TRI-STATE (WFIE) - 2020 was a year of the unimaginable as the coronavirus pandemic played a major part in each of our everyday lives.
From mask mandates to people postponing or canceling milestone moments, 2020 has been full of heartache, and eventually some hope.
Earlier this year, shelves stocked with disinfectants went empty as Tri-State residents prepared for the longest year of their life.
Finally, the first local coronavirus case was confirmed.
“We all knew that it was just a matter of time,” Daviess County Judge-Executive Al Mattingly said on March 19 in response to those reported cases.
Shortly after Daviess and Henderson Counties announced their first cases, hundreds of people began testing positive for COVID-19.
Nearly one week later, Hopkins County officials announced the first death in the Tri-State. As of New Year’s Eve, 917 people have died from complications with COVID-19.
“There’s been an outbreak of COVID-19 here,” Mary Fuller, a daughter of a resident inside the Redbanks Skilled Nursing Facility said on October 7.
Long-term care facilities like Redbanks in Henderson and Signature Healthcare in Newburgh were among the many nursing homes impacted by the pandemic.

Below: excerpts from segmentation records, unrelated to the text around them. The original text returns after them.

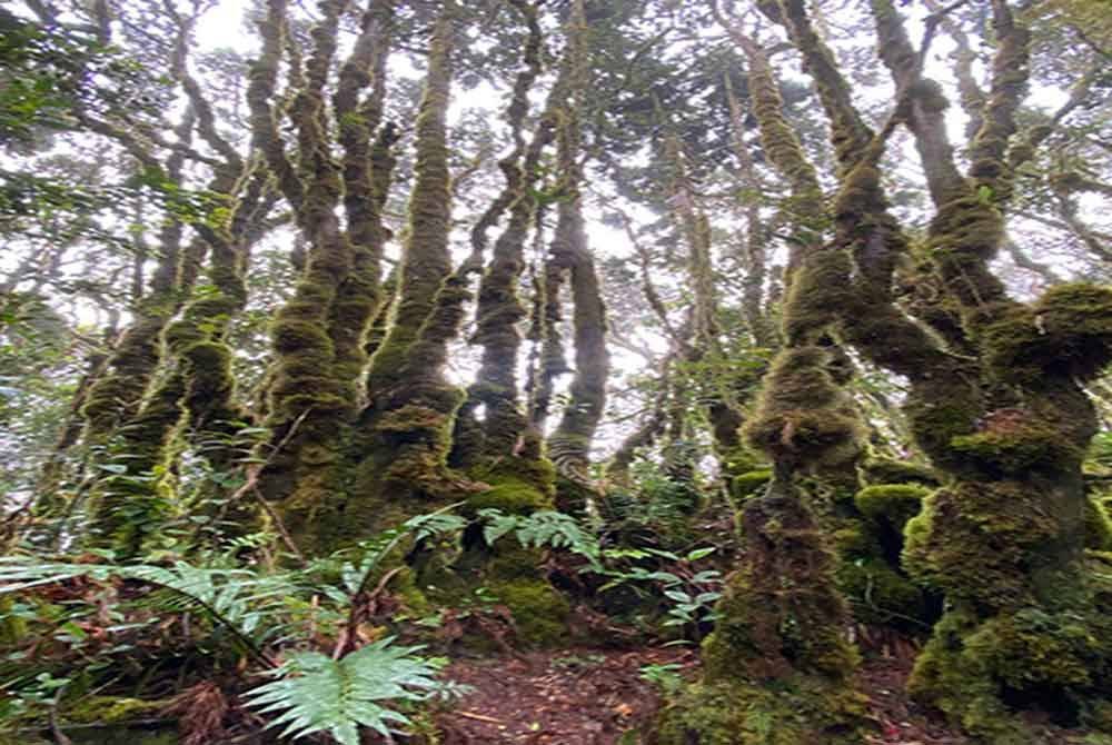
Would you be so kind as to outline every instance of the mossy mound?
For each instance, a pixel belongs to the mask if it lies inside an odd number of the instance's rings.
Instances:
[[[897,627],[911,624],[915,630],[922,630],[929,619],[923,589],[883,559],[845,560],[835,578],[858,623]]]
[[[939,476],[927,466],[892,458],[866,458],[857,466],[865,484],[922,484],[937,486]]]
[[[1100,499],[1085,499],[1085,548],[1092,550],[1112,549],[1112,518],[1109,517],[1106,503]]]
[[[754,494],[757,494],[772,479],[772,470],[767,468],[747,470],[729,479],[729,498],[734,505],[741,505]]]
[[[821,467],[856,455],[861,423],[827,371],[828,359],[825,349],[812,346],[786,349],[773,362],[744,433],[774,463]]]
[[[1092,379],[1112,361],[1112,289],[1071,282],[1052,287],[980,334],[993,371],[1004,380],[1044,374]]]
[[[1032,556],[1055,545],[1062,530],[1041,503],[1041,494],[1015,481],[939,489],[904,528],[904,568],[951,600],[985,608],[1025,604]]]
[[[528,515],[552,509],[556,469],[545,458],[500,458],[495,464],[475,468],[468,477],[489,488],[467,500],[470,509],[500,509],[512,515]]]
[[[982,622],[953,609],[916,659],[909,689],[993,745],[1036,742],[1013,707],[1101,728],[1110,639],[1112,620],[1092,612],[1027,607]]]
[[[914,484],[866,486],[853,497],[853,504],[885,533],[903,535],[904,526],[919,515],[931,489]]]
[[[121,696],[88,696],[66,709],[66,719],[76,724],[119,724],[161,712],[165,701],[126,698]]]
[[[517,639],[532,647],[554,647],[567,640],[567,599],[544,579],[493,582],[490,592],[514,616]]]
[[[860,745],[872,725],[867,698],[843,681],[811,676],[773,686],[698,684],[671,702],[653,745]]]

With no cure, but vaccines in the works, people were asked to do what they could to slow the spread of the virus - mask up, social distance and wash their hands.
Throughout the year, schools bounced back and forth between in-person learning and online learning.
Fast forward to December, the Tri-State received their first shipments of vaccines.
“We are so excited to be able to have this vaccine,” Margo Ashby, the director of pharmacy at Baptist Health Madisonville said on December 16 after the hospital acquired its first doses of the Pfizer vaccine.
On the last day of 2020, local communities gladly wave goodbye and start fresh on New Year’s Day.
“This will hopefully get us to some new norm, whatever that is,” Michele Davis, an administrator at Redbanks Colonial Terrace in Webster County said on December 23 following the facility’s first shipment of COVID-19 vaccine doses.
More people will have the opportunity to get vaccinated in 2021.
Kentucky is expecting to start Phase 1b on February 1. This phase will include people over 70 years old, first responders, as well as educational personnel between kindergarten and 12th grade.